En consecuencia, al proceder en los términos expuestos incurrió el Tribunal Sexto de Primera Instancia en lo Civil, Mercantil y del Tránsito de la Circunscripción Judicial del Área Metropolitana de Caracas en una grave subversión del procedimiento, ampliando fuera de su competencia la petición original del demandante Miguel Ángel Capriles Cannizzaro, ejercida solamente contra la señora Carmen Cecilia López Lugo, a la señora Carmen Cecilia Capriles López y a los restantes codemandados en el juicio de partición en el que se produjo la sentencia con fuerza de cosa juzgada, cuya invalidación ha pedido aquel tardíamente, privándoles de su condición de partes y asignándoles la de terceros, con lo cual limitó el libre y seguro ejercicio de sus derechos en el proceso a través de un proceder que resulta antijurídico.

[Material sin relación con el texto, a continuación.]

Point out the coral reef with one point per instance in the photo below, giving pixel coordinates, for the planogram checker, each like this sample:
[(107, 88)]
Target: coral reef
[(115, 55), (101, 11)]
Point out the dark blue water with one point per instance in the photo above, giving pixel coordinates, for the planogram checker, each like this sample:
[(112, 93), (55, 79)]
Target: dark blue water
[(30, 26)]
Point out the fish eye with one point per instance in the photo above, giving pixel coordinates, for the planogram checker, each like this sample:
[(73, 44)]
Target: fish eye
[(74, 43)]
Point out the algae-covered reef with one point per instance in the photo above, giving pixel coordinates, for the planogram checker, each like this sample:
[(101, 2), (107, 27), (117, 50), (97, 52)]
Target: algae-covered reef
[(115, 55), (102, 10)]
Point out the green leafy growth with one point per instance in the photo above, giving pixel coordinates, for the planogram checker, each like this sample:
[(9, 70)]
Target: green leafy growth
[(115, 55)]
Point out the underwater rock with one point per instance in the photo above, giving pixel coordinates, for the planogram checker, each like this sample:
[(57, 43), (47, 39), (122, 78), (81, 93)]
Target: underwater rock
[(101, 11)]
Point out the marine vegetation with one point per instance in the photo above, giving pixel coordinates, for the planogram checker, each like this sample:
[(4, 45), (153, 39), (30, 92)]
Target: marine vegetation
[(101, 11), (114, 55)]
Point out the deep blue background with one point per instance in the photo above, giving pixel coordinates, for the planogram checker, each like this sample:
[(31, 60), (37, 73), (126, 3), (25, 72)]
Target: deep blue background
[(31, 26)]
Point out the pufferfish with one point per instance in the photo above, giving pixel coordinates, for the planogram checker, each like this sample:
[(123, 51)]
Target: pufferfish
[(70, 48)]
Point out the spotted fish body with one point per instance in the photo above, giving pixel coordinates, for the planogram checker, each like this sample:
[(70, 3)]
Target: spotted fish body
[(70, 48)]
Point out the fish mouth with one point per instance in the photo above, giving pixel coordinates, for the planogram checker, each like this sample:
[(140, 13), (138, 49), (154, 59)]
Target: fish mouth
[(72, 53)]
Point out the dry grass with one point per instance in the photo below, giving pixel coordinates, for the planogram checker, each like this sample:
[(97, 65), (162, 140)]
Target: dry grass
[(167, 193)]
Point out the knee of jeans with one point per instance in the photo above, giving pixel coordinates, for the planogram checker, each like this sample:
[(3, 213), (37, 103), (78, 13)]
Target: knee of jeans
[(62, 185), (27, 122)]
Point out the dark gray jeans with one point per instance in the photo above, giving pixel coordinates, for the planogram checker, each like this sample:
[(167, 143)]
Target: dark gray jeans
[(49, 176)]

En relación con la omisión en la que incurrió el agraviante al ignorar la condición de parte de la quejosa Carmen Cecilia Capriles López, estima esta Sala oportuno citar además el criterio establecido sobre la posibilidad de accionar en vía de amparo contra las omisiones de los órganos jurisdiccionales, conforme al cual, en sentencia Nº 849 del 28 de julio de 2000, se señaló lo siguiente:

“...los órganos jurisdiccionales no podrán observar conductas que menoscaben la capacidad de las partes de salvaguardar, utilizando los medios prescritos legalmente, sus intereses objetos de litigio. Estas conductas lesivas, prohibidas constitucionalmente por contravenir el derecho fundamental de la defensa, no sólo pueden ser ocasionadas mediante actos o actuaciones positivas, sino también negativas, es decir abstenciones u omisiones (...). Cónsona con las ideas esbozadas, esta Sala Constitucional por sentencia de fecha 15 de febrero de 2000 (caso: Arias Quevedo), expresamente reconoció: ‘la posibilidad de accionar en amparo contra un tribunal por su falta de pronunciamiento; ante situaciones que constituyen una omisión que, podría también ser susceptible de configurar un caso de violación de derechos de rango constitucional.’ ” (Resaltado de la Sala)

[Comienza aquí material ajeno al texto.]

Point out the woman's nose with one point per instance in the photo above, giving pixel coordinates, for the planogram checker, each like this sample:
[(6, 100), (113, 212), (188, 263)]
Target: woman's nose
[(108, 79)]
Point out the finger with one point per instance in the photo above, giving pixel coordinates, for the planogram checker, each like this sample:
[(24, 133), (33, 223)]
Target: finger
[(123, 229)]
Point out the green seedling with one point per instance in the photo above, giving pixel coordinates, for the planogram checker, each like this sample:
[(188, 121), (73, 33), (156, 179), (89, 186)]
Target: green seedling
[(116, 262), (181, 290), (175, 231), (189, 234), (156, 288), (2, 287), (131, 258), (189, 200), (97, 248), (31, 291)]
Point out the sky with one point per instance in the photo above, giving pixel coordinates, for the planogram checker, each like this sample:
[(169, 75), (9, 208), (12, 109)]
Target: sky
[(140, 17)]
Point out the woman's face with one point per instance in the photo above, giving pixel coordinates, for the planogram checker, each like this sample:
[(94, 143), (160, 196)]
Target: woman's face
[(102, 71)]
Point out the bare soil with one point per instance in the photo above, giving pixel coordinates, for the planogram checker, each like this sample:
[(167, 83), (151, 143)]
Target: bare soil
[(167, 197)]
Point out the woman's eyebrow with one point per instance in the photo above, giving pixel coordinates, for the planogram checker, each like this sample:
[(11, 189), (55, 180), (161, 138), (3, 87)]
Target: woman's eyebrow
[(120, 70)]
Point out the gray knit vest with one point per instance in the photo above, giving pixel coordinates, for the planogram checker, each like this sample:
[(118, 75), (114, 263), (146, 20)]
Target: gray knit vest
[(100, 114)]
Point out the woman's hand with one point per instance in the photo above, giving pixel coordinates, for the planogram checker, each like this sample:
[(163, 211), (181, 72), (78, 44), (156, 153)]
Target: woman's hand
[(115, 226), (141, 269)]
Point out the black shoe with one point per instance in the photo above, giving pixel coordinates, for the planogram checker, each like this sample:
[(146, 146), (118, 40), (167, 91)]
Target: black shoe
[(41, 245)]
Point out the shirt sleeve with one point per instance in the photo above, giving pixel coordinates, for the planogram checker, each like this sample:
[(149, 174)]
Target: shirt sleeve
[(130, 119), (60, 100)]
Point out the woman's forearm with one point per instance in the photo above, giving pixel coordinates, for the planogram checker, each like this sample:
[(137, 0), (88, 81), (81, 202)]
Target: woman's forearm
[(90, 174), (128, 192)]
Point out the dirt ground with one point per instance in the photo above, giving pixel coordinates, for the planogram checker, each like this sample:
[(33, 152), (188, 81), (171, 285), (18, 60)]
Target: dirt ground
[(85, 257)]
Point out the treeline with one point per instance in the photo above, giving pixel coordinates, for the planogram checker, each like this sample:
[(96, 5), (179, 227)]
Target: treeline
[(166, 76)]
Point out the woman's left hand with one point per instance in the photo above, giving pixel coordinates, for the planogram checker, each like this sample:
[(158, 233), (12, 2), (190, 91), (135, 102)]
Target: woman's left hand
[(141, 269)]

De otra parte, en el proceso también se puede concretar una dilación indebida, que es violatoria del derecho a una justicia expedita, en los términos del artículo 26 de la Constitución, por medio de un acto expreso del Tribunal. En este sentido, los tribunales no pueden limitarse a una interpretación literal o aislada de la legislación, sino que están en la obligación de acomodarla a la Constitución. Por tanto, el precepto constitucional que acogió el derecho a una tutela judicial sin dilaciones indebidas ha debido ser integrado a la interpretación que hizo la juzgadora del pedido de intervención de terceros, puesto que si la ley limitó temporalmente la vida del recurso de invalidación, no podía el Juzgado Sexto, sin violentar aquel precepto, ordenar la citación de la ciudadana Carmen Cecilia Capriles López, después de vencido el lapso para solicitar la invalidación de la sentencia objeto de la demanda, ya que, tratándose de una institución de orden público, el juez tiene el deber de declararla aún de oficio y, al desconocerla en su decisión, prolongó el proceso innecesariamente, imponiéndole a la mencionada ciudadana la carga de actuar en dicho juicio.

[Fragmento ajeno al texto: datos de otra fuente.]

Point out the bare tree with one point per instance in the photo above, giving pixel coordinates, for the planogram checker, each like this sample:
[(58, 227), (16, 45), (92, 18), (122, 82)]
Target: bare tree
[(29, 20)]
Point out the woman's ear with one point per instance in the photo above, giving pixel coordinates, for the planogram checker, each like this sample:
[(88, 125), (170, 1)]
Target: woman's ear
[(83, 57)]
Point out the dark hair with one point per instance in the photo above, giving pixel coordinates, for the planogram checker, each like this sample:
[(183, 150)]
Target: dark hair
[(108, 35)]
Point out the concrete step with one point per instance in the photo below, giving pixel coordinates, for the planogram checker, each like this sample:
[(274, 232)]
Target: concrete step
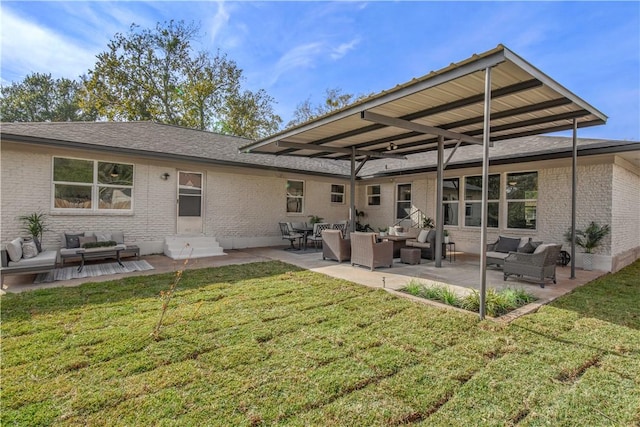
[(183, 247)]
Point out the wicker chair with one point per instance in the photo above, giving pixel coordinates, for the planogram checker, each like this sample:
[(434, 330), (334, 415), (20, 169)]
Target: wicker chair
[(334, 246), (541, 264), (367, 252), (289, 235), (316, 235)]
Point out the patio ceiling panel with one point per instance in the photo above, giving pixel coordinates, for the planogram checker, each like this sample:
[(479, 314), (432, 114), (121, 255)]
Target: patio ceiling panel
[(524, 102)]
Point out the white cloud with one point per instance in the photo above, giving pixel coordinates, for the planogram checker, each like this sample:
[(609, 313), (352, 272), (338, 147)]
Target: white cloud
[(343, 49), (27, 48)]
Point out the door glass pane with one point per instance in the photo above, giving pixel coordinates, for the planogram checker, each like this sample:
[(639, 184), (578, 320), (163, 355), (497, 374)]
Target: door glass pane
[(189, 205), (190, 180)]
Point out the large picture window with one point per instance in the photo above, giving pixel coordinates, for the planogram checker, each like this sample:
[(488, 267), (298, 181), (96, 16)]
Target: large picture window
[(337, 193), (403, 202), (473, 201), (450, 200), (92, 185), (522, 200), (373, 195), (295, 196)]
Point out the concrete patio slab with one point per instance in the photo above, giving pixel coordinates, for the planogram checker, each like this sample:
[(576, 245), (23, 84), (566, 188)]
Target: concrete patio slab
[(462, 275)]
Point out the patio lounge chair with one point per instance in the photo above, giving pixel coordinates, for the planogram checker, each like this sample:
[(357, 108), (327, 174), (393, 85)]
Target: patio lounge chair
[(541, 264), (289, 235), (366, 251), (334, 246)]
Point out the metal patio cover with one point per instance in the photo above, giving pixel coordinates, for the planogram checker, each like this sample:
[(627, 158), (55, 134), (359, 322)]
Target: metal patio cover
[(524, 101), (490, 97)]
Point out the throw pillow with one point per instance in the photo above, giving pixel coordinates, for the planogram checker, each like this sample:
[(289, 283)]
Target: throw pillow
[(14, 249), (29, 249), (507, 244), (422, 237), (87, 239), (542, 247), (103, 237), (527, 248), (118, 237), (72, 240)]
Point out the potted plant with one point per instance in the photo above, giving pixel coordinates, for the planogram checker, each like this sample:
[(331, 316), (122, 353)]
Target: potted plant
[(427, 222), (35, 225), (314, 219), (589, 240)]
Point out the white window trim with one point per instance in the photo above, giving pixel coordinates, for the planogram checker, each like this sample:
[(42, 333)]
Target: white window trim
[(370, 196), (410, 201), (288, 196), (501, 205), (333, 193), (95, 189), (507, 201)]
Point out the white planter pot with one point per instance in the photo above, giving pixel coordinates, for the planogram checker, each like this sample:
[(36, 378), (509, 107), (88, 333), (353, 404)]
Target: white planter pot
[(587, 261)]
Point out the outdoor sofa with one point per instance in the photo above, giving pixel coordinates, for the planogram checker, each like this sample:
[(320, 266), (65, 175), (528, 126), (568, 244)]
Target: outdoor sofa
[(500, 249), (73, 242), (368, 252), (20, 256)]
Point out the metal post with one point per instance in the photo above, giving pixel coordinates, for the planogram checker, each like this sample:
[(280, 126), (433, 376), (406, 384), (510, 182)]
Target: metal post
[(437, 251), (485, 191), (574, 187), (352, 207)]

Fundada en los razonamientos expuestos concluye esta Sala que, en el caso de autos, el Tribunal de Instancia efectivamente violentó el derecho al debido proceso de la accionante, toda vez que subvirtió el orden legal preestablecido, provocando una dilación indebida, motivo por el cual resulta procedente la anulación del acto atentatorio de los derechos constitucionales de la agraviada, esto es, del auto dictado el 9 de agosto de 2002 por el Juzgado Sexto de Primera Instancia en lo Civil, Mercantil y del Tránsito de la Circunscripción Judicial del Área Metropolitana de Caracas, y así expresamente se decide.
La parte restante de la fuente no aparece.